Under C2 (service-based), confusion patterns become more pronounced and strategy-dependent. FedAvg exhibits the strongest degradation, with increased off-diagonal mass indicating instability under extreme label skew. Adaptive and momentum-based strategies reduce the dominant confusions to varying degrees. FedAvgM and FedAdam improve separability relative to FedAvg, and FedYogi yields the best point classification performance in this setting, although some residual confusions remain. These results support the key finding of this work: server-side aggregation has limited impact under near-IID and semi-IID partitions, but it becomes a decisive factor under highly heterogeneous, label-skewed client data.
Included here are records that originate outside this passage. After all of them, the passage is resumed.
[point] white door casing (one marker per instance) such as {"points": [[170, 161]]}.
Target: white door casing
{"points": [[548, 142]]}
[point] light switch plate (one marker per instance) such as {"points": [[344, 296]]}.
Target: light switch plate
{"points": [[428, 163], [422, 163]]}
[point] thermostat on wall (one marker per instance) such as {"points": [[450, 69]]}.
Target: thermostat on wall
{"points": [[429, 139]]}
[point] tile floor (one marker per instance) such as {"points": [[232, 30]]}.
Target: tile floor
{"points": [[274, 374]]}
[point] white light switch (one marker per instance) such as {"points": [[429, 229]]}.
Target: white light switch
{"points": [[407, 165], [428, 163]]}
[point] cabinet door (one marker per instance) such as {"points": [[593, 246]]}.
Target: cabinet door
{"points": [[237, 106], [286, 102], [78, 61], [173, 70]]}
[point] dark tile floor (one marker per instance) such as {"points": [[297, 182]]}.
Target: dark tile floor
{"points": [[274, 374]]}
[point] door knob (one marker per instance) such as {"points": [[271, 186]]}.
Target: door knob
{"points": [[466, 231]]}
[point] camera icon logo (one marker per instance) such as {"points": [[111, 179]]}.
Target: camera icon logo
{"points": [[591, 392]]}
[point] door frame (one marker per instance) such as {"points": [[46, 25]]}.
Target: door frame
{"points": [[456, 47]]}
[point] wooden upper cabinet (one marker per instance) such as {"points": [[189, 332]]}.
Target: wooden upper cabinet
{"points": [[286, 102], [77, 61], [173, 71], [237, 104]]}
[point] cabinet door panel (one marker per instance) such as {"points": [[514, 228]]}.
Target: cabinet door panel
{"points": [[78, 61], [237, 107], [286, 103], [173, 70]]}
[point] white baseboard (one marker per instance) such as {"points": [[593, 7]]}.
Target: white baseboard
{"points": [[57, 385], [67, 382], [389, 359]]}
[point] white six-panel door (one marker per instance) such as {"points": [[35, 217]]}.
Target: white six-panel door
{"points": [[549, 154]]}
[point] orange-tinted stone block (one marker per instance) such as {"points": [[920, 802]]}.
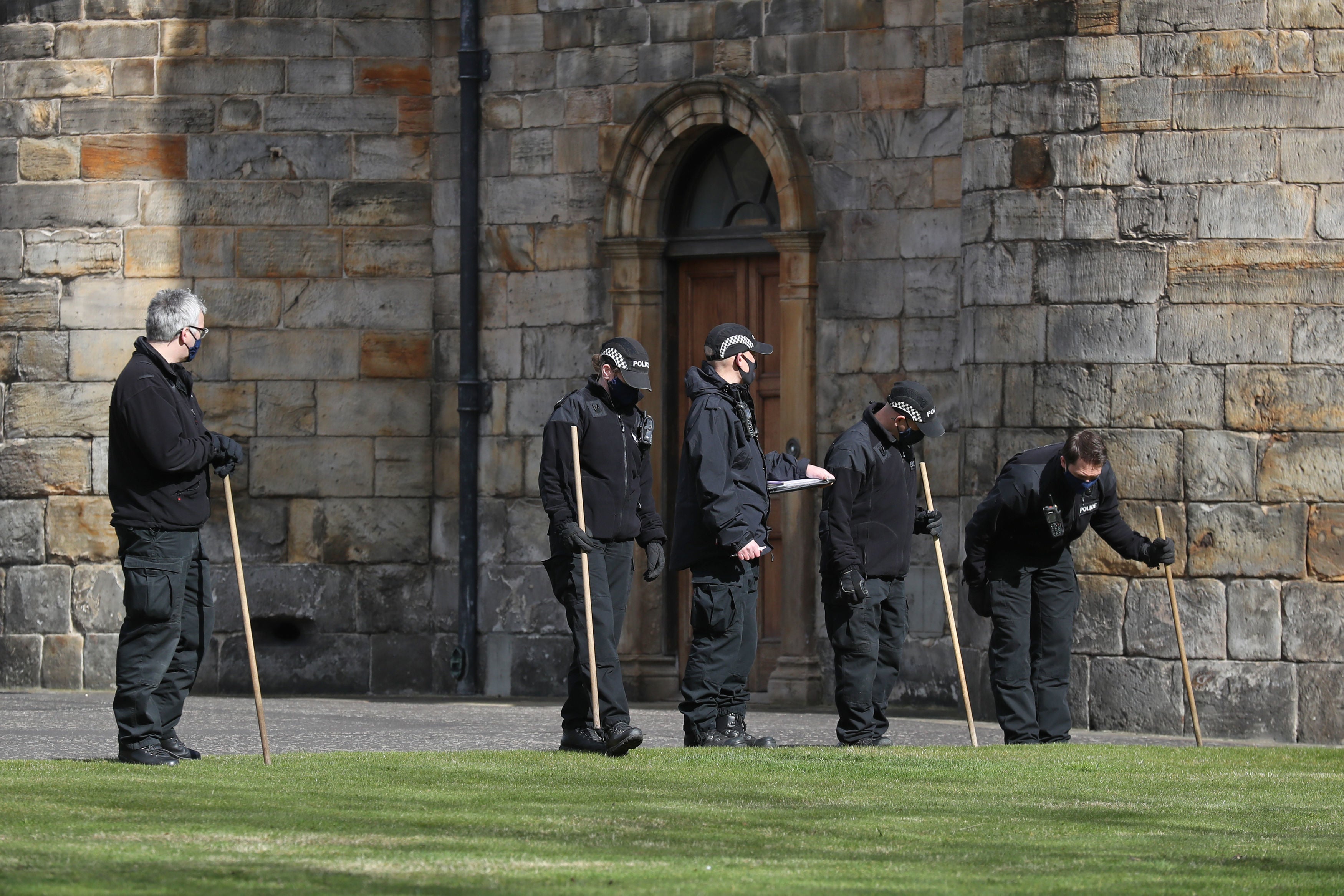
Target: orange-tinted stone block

8. Conclusions and Future Work
This paper studied the impact of server-side aggregation on federated QUIC traffic classification under heterogeneous client data distributions. Using a consistent model architecture, training protocol, and pooled-test evaluation, we compared four aggregation strategies across three data partitioning cases. The results show that client data distribution is the primary factor that determines performance. Under mixed-label (C1) and hash-based semi-IID (C3) clients, federated learning matches or closely approaches the centralized baseline, and the choice of aggregation strategy has a limited effect. Under the service-based split (C2), which represents extreme label skew, performance drops for all methods, but adaptive and momentum-based aggregation substantially improve results compared to FedAvg. These findings confirm that advanced server-side optimizers become most valuable when heterogeneity induces strong client drift.
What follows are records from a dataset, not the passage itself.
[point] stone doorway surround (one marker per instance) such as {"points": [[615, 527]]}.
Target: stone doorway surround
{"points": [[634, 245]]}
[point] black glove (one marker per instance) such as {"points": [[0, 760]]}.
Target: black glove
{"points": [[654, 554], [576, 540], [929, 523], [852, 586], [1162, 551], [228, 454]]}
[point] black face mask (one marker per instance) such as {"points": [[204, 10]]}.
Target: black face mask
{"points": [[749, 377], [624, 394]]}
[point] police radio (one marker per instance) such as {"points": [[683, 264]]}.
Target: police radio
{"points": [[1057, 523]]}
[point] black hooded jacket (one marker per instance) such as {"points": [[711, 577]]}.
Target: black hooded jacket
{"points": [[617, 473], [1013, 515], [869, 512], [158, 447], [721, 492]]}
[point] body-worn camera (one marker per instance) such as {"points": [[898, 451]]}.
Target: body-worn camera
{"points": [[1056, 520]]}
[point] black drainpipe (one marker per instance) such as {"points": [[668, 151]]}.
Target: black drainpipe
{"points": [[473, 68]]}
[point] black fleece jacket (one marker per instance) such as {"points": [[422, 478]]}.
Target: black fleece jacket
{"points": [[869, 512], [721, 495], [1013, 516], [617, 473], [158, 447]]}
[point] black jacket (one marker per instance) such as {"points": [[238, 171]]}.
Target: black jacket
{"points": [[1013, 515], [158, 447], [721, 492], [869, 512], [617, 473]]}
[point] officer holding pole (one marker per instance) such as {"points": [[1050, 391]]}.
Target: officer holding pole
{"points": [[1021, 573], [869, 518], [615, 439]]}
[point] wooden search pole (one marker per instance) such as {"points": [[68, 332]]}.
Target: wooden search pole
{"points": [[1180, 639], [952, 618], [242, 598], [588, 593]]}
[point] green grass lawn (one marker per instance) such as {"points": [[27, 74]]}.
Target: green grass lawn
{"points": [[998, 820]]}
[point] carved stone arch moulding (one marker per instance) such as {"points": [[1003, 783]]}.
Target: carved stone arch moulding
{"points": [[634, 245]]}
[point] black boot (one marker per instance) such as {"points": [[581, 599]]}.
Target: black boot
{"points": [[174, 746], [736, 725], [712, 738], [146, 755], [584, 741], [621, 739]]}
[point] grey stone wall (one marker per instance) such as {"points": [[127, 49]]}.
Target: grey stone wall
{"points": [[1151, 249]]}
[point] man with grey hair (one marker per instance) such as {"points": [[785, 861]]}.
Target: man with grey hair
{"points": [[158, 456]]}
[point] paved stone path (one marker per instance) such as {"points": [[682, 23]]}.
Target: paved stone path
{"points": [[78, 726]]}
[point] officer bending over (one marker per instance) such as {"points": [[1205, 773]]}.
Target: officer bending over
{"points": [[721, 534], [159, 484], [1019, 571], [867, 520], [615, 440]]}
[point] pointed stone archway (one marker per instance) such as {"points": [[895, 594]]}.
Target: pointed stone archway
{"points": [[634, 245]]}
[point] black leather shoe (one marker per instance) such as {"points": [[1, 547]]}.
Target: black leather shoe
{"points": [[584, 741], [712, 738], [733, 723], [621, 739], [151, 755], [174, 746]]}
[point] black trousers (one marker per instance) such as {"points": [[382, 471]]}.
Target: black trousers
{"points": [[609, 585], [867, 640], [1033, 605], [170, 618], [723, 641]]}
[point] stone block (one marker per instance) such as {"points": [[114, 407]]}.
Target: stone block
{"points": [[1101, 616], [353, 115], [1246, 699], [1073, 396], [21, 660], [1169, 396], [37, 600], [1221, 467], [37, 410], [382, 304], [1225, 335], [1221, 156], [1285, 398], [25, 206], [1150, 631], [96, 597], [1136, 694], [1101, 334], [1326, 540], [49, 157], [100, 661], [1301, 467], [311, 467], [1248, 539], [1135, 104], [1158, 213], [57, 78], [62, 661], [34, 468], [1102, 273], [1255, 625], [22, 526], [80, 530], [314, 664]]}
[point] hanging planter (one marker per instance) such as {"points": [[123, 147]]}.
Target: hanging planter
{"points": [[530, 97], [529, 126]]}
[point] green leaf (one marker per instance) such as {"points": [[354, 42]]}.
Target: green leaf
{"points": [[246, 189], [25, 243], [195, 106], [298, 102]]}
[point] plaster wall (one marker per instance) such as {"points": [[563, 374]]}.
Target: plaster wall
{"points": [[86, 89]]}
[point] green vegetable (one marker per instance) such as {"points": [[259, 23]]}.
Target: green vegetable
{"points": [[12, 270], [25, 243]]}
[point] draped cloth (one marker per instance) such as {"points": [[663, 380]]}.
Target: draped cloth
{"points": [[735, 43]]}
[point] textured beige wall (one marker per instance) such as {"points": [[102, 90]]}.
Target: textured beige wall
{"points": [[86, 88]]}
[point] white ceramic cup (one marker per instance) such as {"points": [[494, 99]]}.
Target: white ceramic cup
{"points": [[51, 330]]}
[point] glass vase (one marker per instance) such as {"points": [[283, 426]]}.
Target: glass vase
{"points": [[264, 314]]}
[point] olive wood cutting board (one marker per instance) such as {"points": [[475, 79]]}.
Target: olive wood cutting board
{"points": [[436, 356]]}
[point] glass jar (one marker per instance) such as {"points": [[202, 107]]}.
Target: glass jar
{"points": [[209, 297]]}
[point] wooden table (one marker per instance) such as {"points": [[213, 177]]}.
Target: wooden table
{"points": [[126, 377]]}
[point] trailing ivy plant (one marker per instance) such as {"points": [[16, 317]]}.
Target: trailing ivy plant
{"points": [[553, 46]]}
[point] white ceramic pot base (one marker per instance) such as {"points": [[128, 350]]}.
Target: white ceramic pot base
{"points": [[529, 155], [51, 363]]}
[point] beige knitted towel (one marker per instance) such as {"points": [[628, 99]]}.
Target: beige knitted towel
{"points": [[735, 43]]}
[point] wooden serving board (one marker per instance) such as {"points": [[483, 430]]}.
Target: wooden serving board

Several limitations of the current study should be noted. The experiments are conducted on a single QUIC traffic dataset with five Google service classes captured in a controlled environment, and evaluation under additional protocols, larger class sets, and different capture environments would help establish how broadly the conclusions transfer. The federated simulation assumes synchronous rounds and full client participation, which may not reflect client availability constraints in operational networks. The partitioning cases C1 and C3 produce statistically similar label distributions; adopting a Dirichlet-based partition in future work would provide a cleaner three-way heterogeneity spectrum. The analysis is based on flow-level statistical features and a fixed MLP architecture; more expressive sequence-based representations or self-supervised embeddings may change the relative advantage of aggregation strategies. Finally, evaluation is conducted on a pooled test set derived from the same dataset source, and cross-dataset testing and domain shift scenarios remain necessary to assess generalization across networks and time.
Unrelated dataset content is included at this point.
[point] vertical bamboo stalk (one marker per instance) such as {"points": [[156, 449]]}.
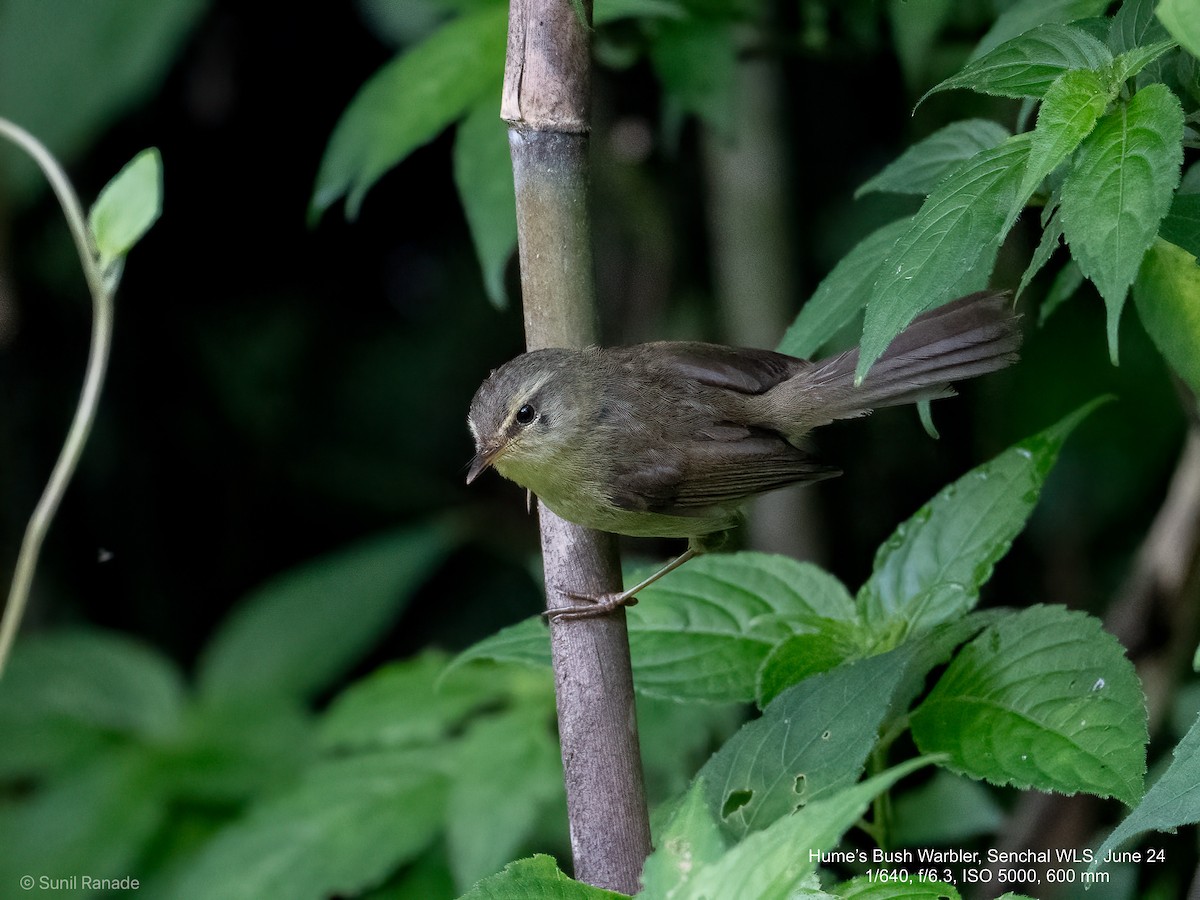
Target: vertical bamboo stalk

Future work should extend the study in directions that reflect operational deployments. First, evaluation should include additional heterogeneity sources such as unbalanced client sizes, partial participation, stragglers, and asynchronous training. Second, robustness should be tested under domain shift by training on one capture setting and evaluating on different networks, devices, or time periods. Third, the dataset scope should be broadened to include additional protocols and larger-scale traffic collections to assess the generalizability of the findings across diverse network environments. Fourth, model and feature design can be expanded beyond aggregated statistics to include packet-length and timing sequences, as well as self-supervised representations tailored to encrypted traffic. Fifth, a Dirichlet-based partitioning scheme should be adopted to produce a genuinely distinguishable semi-IID heterogeneity regime. Sixth, personalization and clustered federated learning can be explored to handle persistent client-specific distributions in C2-like environments. Finally, integrating privacy mechanisms such as secure aggregation or differential privacy would enable a more complete assessment of the accuracy–privacy trade-off for practical federated traffic classification.